Search code examples
pythonpandasdataframemulti-indexreindex

Create multiindex from existing dataframe


I've spent hours browsing everywhere now to try to create a multiindex from dataframe in pandas. This is the dataframe I have (posting excel sheet mockup. I do have this in pandas dataframe):

have

And this is what I want:

want

I have tried

newmulti = currentDataFrame.set_index(['user_id','account_num'])

But it returns a dataframe, not a multiindex. Also, I could not figure out how to make 'user_id' level 0 and 'account_num' level 1. I think this must be trivial but I've read so many posts, tutorials, etc. and still could not figure it out.
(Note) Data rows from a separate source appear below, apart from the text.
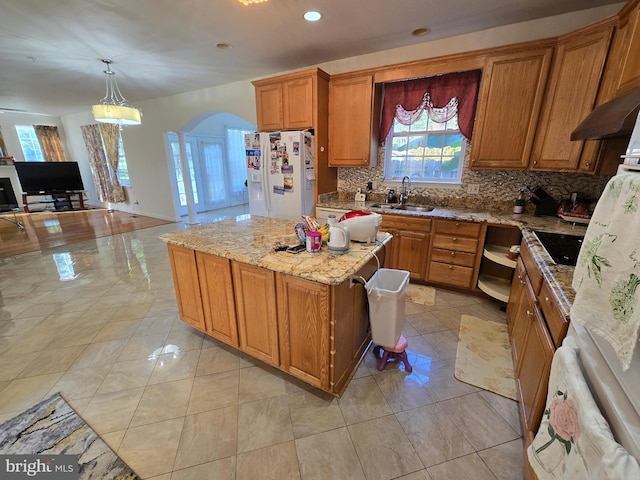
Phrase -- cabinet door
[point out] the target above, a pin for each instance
(508, 108)
(571, 95)
(298, 103)
(255, 293)
(216, 285)
(187, 288)
(303, 319)
(350, 121)
(410, 252)
(515, 295)
(532, 375)
(269, 104)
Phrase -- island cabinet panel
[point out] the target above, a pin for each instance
(571, 95)
(186, 285)
(218, 304)
(303, 320)
(509, 105)
(255, 294)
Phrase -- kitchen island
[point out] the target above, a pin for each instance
(305, 313)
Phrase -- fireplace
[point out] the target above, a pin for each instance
(7, 196)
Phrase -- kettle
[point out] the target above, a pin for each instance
(339, 239)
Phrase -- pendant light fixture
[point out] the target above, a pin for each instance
(114, 108)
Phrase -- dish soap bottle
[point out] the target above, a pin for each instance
(518, 206)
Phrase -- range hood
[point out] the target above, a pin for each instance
(615, 118)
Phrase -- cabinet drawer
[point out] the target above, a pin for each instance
(556, 322)
(454, 242)
(535, 276)
(451, 256)
(403, 222)
(448, 274)
(457, 228)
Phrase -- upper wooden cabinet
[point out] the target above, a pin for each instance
(508, 108)
(570, 96)
(291, 102)
(351, 107)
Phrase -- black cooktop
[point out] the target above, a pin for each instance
(562, 248)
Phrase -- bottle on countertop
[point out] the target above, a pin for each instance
(518, 206)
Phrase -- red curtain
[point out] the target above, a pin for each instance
(441, 88)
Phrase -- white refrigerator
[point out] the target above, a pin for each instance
(280, 174)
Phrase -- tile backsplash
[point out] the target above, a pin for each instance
(498, 188)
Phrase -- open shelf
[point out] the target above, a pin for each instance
(498, 254)
(495, 287)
Partly because I'm a very visual person and most posts are not. Please help!


Solution

  • You could simply use groupby in this case, which will create the multi-index automatically when it sums the sales along the requested columns.
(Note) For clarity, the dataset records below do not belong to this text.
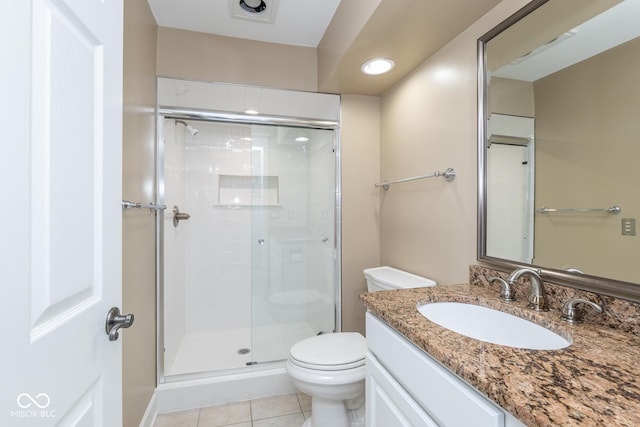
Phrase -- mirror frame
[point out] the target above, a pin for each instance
(601, 285)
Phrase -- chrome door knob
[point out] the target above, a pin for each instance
(116, 321)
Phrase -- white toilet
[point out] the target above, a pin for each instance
(330, 367)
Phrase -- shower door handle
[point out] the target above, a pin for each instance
(179, 216)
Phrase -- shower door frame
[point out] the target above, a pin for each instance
(180, 113)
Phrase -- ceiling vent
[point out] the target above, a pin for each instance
(254, 10)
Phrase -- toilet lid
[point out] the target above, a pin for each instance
(341, 350)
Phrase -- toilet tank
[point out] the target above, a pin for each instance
(383, 278)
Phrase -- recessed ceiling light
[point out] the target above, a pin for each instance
(253, 6)
(377, 66)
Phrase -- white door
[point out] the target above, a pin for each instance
(60, 230)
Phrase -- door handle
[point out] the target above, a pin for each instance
(116, 321)
(179, 216)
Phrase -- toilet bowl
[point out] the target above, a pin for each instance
(331, 368)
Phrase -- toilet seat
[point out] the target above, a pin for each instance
(330, 352)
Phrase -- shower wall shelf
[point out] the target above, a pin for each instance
(612, 210)
(449, 175)
(137, 205)
(248, 190)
    df.groupby(['user_id', 'account_num', 'dates']).sales.sum().to_frame()
    

    You should also be able to simply do this:

    df.set_index(['user_id', 'account_num', 'dates'])
    

    Although you probably want to avoid any duplicates (e.g. two or more rows with identical user_id, account_num and date values but different sales figures) by summing them, which is why I recommended using groupby.

    If you need the multi-index, you can simply access viat new_df.index where new_df is the new dataframe created from either of the two operations above.

    And user_id will be level 0 and account_num will be level 1.